Question

The value of \(f(x) = x + |x|\) is continuous for:

• A. \(x \in (-\infty, \infty)\)
• B. \(x \in (-\infty, \infty) - \{0\}\)
• C. Only \(x>0\)
• D. No value of \(x\)

Hint:

Functions involving (|x|) are usually continuous everywhere, but may fail to be differentiable at points where the expression changes form.

Answer 1

The Correct Option is A

Step 1: Write the function in piecewise form. \[ f(x) = x + |x| = \begin{cases} x + x = 2x, & x \ge 0
x - x = 0, & x<0 \end{cases} \] Step 2: Check continuity at the critical point \(x = 0\).

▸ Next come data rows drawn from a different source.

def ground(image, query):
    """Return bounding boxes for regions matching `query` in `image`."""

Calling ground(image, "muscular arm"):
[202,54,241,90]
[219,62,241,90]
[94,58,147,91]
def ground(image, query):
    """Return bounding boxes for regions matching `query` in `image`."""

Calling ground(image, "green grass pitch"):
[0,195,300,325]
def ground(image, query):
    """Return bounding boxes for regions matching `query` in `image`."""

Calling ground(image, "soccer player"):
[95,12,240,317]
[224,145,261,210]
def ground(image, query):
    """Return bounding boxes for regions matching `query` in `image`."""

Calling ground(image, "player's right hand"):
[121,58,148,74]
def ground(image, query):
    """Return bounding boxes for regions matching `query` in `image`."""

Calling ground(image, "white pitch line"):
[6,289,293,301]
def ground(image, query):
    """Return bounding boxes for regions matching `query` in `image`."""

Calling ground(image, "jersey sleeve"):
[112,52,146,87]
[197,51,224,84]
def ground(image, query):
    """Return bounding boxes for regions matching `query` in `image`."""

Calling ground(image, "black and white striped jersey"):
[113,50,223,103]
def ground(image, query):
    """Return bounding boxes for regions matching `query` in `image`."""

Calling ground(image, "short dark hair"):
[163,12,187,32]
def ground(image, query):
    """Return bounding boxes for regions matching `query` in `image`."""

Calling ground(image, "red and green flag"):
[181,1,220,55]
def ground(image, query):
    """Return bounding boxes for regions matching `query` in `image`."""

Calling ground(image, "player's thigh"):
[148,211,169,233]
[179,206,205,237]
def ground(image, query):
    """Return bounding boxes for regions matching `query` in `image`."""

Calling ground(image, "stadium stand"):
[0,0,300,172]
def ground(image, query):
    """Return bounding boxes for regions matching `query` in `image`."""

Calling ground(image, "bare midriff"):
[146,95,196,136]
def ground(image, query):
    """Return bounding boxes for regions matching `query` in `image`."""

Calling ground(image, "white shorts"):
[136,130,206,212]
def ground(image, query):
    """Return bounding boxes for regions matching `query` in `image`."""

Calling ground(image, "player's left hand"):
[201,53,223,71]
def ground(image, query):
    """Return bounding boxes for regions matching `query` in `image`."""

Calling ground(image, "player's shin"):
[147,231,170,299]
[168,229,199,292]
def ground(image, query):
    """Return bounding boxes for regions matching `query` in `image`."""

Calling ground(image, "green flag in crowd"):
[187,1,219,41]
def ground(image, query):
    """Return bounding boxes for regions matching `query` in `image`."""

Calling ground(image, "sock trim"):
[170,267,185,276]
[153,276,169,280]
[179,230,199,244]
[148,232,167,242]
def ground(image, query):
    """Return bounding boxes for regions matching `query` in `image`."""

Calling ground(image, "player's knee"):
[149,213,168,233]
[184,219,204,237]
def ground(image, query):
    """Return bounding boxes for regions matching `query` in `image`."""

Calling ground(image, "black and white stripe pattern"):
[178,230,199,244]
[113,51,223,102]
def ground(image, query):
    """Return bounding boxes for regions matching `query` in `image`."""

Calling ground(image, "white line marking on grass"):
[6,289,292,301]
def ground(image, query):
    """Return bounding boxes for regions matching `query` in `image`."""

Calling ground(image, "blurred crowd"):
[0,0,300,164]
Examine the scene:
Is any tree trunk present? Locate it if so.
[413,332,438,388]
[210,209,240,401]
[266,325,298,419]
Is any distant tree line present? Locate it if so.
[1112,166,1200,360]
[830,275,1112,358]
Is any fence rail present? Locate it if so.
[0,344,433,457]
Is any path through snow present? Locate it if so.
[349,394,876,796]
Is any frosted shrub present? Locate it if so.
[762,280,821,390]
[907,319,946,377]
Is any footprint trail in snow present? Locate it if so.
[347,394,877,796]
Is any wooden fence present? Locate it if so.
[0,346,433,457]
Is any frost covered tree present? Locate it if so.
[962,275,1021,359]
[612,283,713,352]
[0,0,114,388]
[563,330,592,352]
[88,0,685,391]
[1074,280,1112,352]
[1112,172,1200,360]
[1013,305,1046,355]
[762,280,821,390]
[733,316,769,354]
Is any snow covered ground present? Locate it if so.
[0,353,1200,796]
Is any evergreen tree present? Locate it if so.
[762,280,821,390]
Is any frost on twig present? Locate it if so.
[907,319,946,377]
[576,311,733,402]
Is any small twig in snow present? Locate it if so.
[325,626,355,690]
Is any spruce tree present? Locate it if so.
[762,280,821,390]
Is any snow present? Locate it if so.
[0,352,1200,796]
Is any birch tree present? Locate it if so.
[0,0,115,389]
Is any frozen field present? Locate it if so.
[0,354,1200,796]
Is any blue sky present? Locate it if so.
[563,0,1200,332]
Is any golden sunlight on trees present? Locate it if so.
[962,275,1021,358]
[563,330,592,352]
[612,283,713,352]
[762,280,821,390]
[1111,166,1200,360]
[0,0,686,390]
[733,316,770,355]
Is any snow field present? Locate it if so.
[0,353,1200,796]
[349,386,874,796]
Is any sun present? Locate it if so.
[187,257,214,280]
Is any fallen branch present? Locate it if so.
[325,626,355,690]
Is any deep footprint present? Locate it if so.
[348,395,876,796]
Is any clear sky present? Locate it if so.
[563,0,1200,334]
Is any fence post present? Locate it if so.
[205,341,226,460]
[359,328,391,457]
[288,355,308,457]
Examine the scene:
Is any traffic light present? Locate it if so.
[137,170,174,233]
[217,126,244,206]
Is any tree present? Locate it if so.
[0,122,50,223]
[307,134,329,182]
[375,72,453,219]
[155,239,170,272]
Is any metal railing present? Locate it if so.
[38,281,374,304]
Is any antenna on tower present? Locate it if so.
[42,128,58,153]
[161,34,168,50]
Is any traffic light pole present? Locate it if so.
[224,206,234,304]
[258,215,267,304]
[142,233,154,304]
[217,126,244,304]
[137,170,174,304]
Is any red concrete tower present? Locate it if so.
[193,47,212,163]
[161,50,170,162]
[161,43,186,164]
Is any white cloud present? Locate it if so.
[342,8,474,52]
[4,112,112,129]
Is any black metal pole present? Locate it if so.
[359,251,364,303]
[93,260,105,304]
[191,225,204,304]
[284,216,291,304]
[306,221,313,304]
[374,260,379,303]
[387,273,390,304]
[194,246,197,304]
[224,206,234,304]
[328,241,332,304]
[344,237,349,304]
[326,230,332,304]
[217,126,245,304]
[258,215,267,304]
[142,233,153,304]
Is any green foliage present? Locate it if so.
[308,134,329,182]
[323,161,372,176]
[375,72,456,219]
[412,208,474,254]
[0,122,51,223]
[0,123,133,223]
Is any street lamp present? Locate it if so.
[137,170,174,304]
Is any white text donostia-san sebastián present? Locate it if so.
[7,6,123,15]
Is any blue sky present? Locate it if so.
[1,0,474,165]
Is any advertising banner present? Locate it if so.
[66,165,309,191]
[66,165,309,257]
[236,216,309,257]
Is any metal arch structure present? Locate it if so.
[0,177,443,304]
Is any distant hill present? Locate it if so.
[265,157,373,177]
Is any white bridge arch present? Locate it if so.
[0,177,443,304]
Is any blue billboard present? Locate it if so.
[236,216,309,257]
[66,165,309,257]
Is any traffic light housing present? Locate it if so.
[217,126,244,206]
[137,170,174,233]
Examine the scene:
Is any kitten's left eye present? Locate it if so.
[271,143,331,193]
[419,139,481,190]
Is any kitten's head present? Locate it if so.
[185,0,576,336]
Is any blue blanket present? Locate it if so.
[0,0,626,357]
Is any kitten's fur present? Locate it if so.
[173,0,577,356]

Left hand limit: \[ \lim_{x \to 0^-} f(x) = 0 \]
Right hand limit: \[ \lim_{x \to 0^+} f(x) = 2(0) = 0 \]
Value of the function at \(x=0\): \[ f(0) = 0 + |0| = 0 \]
Step 3: Compare LHL, RHL and \(f(0)\). \[ \text{LHL} = \text{RHL} = f(0) \] Hence, \(f(x)\) is continuous at \(x=0\). Step 4: Check continuity elsewhere. Both expressions \(2x\) and \(0\) are polynomials (or constants), which are continuous for all real \(x\). Step 5: Final conclusion. \[ f(x) \text{ is continuous for all } x \in (-\infty, \infty) \]